Mercurial > public > mercurial-scm > hg-stable
view mercurial/repository.py @ 37060:2ec1fb9de638
wireproto: add request IDs to frames
One of my primary goals with the new wire protocol is to make
operations faster and enable both client and server-side
operations to scale to multiple CPU cores.
One of the ways we make server interactions faster is by reducing
the number of round trips to that server.
With the existing wire protocol, the "batch" command facilitates
executing multiple commands from a single request payload. The way
it works is the requests for multiple commands are serialized. The
server executes those commands sequentially then serializes all
their results. As an optimization for reducing round trips, this
is very effective.
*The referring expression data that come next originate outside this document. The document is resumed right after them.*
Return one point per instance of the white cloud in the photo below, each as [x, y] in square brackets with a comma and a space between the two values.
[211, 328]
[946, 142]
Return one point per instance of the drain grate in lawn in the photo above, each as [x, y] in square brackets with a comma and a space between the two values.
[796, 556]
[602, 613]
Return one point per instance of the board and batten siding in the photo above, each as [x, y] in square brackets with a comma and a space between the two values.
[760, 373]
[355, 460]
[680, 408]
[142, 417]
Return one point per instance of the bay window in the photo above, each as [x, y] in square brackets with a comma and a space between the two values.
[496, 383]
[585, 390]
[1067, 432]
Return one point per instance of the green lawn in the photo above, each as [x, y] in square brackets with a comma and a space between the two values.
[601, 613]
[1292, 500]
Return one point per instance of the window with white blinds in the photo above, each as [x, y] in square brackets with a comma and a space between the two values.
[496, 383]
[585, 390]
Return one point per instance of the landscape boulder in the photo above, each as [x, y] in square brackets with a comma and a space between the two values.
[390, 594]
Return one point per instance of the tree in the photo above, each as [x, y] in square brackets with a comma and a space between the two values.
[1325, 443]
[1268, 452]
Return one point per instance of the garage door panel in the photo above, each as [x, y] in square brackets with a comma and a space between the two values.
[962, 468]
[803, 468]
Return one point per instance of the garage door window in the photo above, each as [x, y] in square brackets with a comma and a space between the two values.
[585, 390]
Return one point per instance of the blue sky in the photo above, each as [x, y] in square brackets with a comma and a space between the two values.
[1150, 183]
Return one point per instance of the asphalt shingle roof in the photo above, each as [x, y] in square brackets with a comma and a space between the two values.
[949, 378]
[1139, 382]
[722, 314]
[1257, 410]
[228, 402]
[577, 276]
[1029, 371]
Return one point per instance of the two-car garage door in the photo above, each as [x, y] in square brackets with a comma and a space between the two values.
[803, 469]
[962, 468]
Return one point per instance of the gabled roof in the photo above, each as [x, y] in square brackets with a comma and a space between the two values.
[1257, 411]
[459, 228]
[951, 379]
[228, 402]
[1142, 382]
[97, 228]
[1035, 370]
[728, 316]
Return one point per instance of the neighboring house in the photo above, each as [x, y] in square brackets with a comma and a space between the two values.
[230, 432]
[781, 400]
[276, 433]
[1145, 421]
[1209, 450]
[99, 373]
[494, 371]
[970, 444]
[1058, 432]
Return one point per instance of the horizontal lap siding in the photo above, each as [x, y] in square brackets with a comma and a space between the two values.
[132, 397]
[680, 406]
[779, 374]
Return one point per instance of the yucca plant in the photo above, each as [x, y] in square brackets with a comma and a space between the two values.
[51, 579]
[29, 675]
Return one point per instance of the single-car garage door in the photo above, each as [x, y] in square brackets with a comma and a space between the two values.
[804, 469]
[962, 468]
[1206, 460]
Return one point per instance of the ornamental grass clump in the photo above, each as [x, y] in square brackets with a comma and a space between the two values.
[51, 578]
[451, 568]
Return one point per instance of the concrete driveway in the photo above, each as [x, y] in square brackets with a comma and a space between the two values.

The technical implementation, however, is pretty
bad and suffers from a number of deficiencies. For example, it
creates a new place where authorization to run a command must be
checked. (The lack of this checking in older Mercurial releases
was CVE-2018-1000132.)
The principles behind the "batch" command are sound. However, the
execution is not. Therefore, I want to ditch "batch" in the
new wire protocol and have protocol level support for issuing
multiple requests in a single round trip.
This commit introduces support in the frame-based wire protocol to
facilitate this. We do this by adding a "request ID" to each frame.
If a server sees frames associated with different "request IDs," it
handles them as separate requests. All of this happening possibly
as part of the same message from client to server (the same request
body in the case of HTTP).
We /could/ model the exchange the way pipelined HTTP requests do,
where the server processes requests in order they are issued and
received. But this artifically constrains scalability. A better
model is to allow multi-requests to be executed concurrently and
for responses to be sent and handled concurrently. So the
specification explicitly allows this. There is some work to be done
around specifying dependencies between multi-requests. We take
the easy road for now and punt on this problem, declaring that
if order is important, clients must not issue the request until
responses to dependent requests have been received.
This commit focuses on the boilerplate of implementing the request
ID. The server reactor still can't manage multiple, in-flight
request IDs. This will be addressed in a subsequent commit.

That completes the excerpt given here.